Two bronze-hued aircraft waited in the rough scrubland of the church hall garden. They were huge vehicles, with a wingspan of twenty yards, and a body length of almost fifteen feet. The beauty of their design was breathtaking, an effortless combination of every principle of aerodynamics wrapped up in a gleaming burned-gold finish. They had the shape and general configuration of seagoing manta rays, flattened wedges with graceful wings curving out from their bodies, and an elongated hump in the center of the craft providing the only evidence of a cockpit. Finished in a copper, metallic hue, the surfaces of each craft were decorated with curious geometric designs, elaborate cuneiform markings, swirling glyphs and cup-and-spiral symbols that covered the entire body of the aircraft. These were the Mantas, transatmospheric craft used by the Cerberus team for long-range missions. They were alien craft, discovered by Grant and Kane during one of their exploratory missions to the Manitius Moon base. While the adaptable vehicles were mostly used for long-haul and stealth missions, Kane, Grant and Brigid had employed them on this occasion as robust workhorses, able to convey the heavy crates of rations in collapsible storage units that had been attached to their undercarriages for transportation to Hope.
Grant chuckled as he answered Tony’s question. “They’re real, all right,” he assured him. “Me and my buddies flew here in them.”
Tony turned to Grant, his eyes wider than ever. “You flew them? Are you some kind of spaceman or something?”

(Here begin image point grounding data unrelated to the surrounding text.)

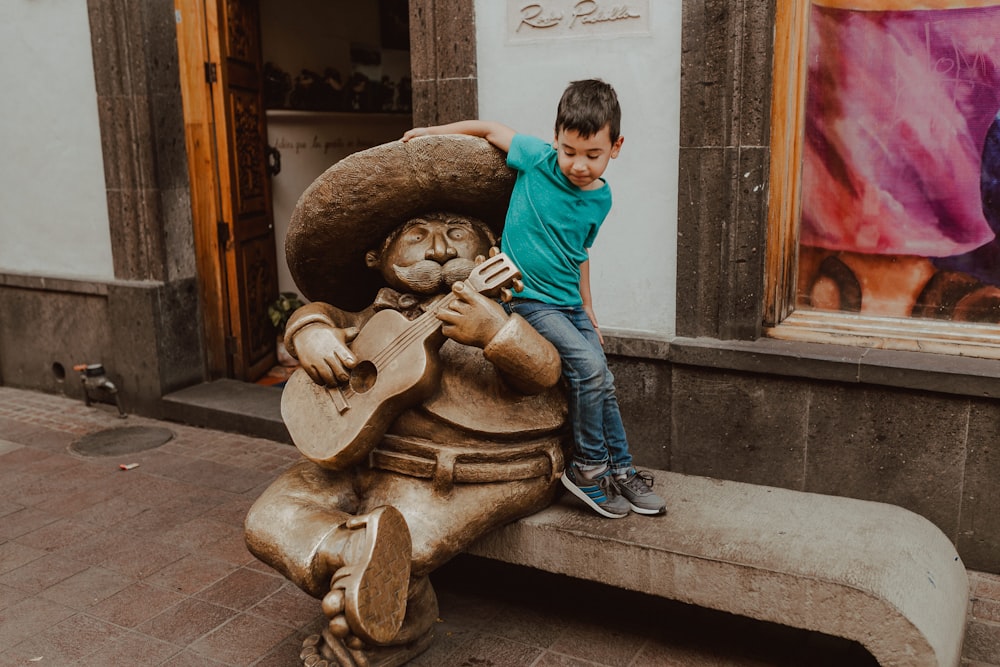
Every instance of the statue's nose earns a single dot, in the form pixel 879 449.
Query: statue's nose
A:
pixel 440 250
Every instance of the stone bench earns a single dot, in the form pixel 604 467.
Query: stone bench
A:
pixel 869 572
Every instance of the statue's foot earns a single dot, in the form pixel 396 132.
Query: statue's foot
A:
pixel 324 649
pixel 367 597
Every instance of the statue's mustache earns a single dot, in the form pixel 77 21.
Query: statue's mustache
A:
pixel 427 276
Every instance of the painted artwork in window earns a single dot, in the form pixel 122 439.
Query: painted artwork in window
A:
pixel 901 162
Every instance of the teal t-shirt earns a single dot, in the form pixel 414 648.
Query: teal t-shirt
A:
pixel 550 223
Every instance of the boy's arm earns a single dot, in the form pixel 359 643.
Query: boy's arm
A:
pixel 588 306
pixel 497 134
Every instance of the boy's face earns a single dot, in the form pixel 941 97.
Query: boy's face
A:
pixel 583 160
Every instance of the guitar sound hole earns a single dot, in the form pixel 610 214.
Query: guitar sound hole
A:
pixel 363 377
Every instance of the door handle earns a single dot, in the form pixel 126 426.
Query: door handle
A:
pixel 273 161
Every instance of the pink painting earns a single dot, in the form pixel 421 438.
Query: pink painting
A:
pixel 898 172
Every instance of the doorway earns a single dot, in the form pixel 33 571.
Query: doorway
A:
pixel 275 91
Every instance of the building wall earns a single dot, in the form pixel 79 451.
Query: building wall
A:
pixel 134 308
pixel 908 428
pixel 55 214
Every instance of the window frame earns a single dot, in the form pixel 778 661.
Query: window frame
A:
pixel 781 318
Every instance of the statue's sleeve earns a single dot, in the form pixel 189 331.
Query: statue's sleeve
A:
pixel 320 313
pixel 524 358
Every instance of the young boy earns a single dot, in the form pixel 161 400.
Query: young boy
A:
pixel 558 204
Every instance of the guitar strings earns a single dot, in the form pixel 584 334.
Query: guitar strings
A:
pixel 424 324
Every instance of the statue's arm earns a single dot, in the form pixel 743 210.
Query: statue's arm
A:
pixel 319 336
pixel 526 360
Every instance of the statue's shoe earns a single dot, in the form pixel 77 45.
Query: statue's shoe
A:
pixel 375 575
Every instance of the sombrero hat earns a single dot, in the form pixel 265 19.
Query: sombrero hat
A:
pixel 354 204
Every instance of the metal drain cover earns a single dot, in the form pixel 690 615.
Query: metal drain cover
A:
pixel 123 440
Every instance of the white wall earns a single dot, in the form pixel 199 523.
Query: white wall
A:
pixel 53 207
pixel 520 82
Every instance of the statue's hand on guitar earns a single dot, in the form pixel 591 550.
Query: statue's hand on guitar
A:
pixel 324 353
pixel 471 319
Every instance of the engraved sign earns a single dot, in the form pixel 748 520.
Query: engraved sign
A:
pixel 549 19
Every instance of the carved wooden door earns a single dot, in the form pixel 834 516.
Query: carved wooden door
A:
pixel 246 234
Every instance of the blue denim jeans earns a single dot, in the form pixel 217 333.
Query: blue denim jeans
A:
pixel 598 432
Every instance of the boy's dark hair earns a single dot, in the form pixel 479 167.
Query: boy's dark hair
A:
pixel 587 106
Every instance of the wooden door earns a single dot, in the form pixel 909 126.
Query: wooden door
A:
pixel 219 46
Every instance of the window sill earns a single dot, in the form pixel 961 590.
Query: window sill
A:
pixel 926 371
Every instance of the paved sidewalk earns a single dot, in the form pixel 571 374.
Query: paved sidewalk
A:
pixel 102 566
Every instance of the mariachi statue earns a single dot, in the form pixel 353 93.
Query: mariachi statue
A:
pixel 426 415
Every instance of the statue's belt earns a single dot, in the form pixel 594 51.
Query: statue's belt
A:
pixel 477 464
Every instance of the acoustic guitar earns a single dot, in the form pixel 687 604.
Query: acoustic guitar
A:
pixel 398 366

Grant placed a friendly hand on the teenager’s shoulder and guided him closer to the Mantas as the early-morning sun played off their metallic shells. “No, we’re just like you, kid,” he said.
Tony ran a hand along the wing of the nearest vehicle, touching the swirling patterns that had been engraved within its surface. “They’re beautiful,” he said.
He had come down from his high, Grant realized, just an excitable kid once more.
“Do you think you could ever fly one?” Grant asked.
Tony beamed. “I’d love to. How fast do they go?”
“Real fast,” Grant assured him. “You could cover the whole of this ville in five seconds.”
Tony was amazed. His was a world of poverty and survival; he had almost no inkling that such wondrous technology existed. While he looked at the engines at the back of the Manta craft, Grant brought up the subject of the mollusks and learned that the youth had found them on the beach while he was down there with his girlfriend. They were both hungry, it seemed, so they had decided to try eating them. They tasted lousy raw, so Tony had cooked them, starting a fire like his father had showed him. That kind of stood to reason, Grant thought, and he quietly admired the kid’s adventurousness.
A few minutes later, Grant and the fourteen-year-old entered the church hall to join the others as they, too, discussed the mysterious mollusks.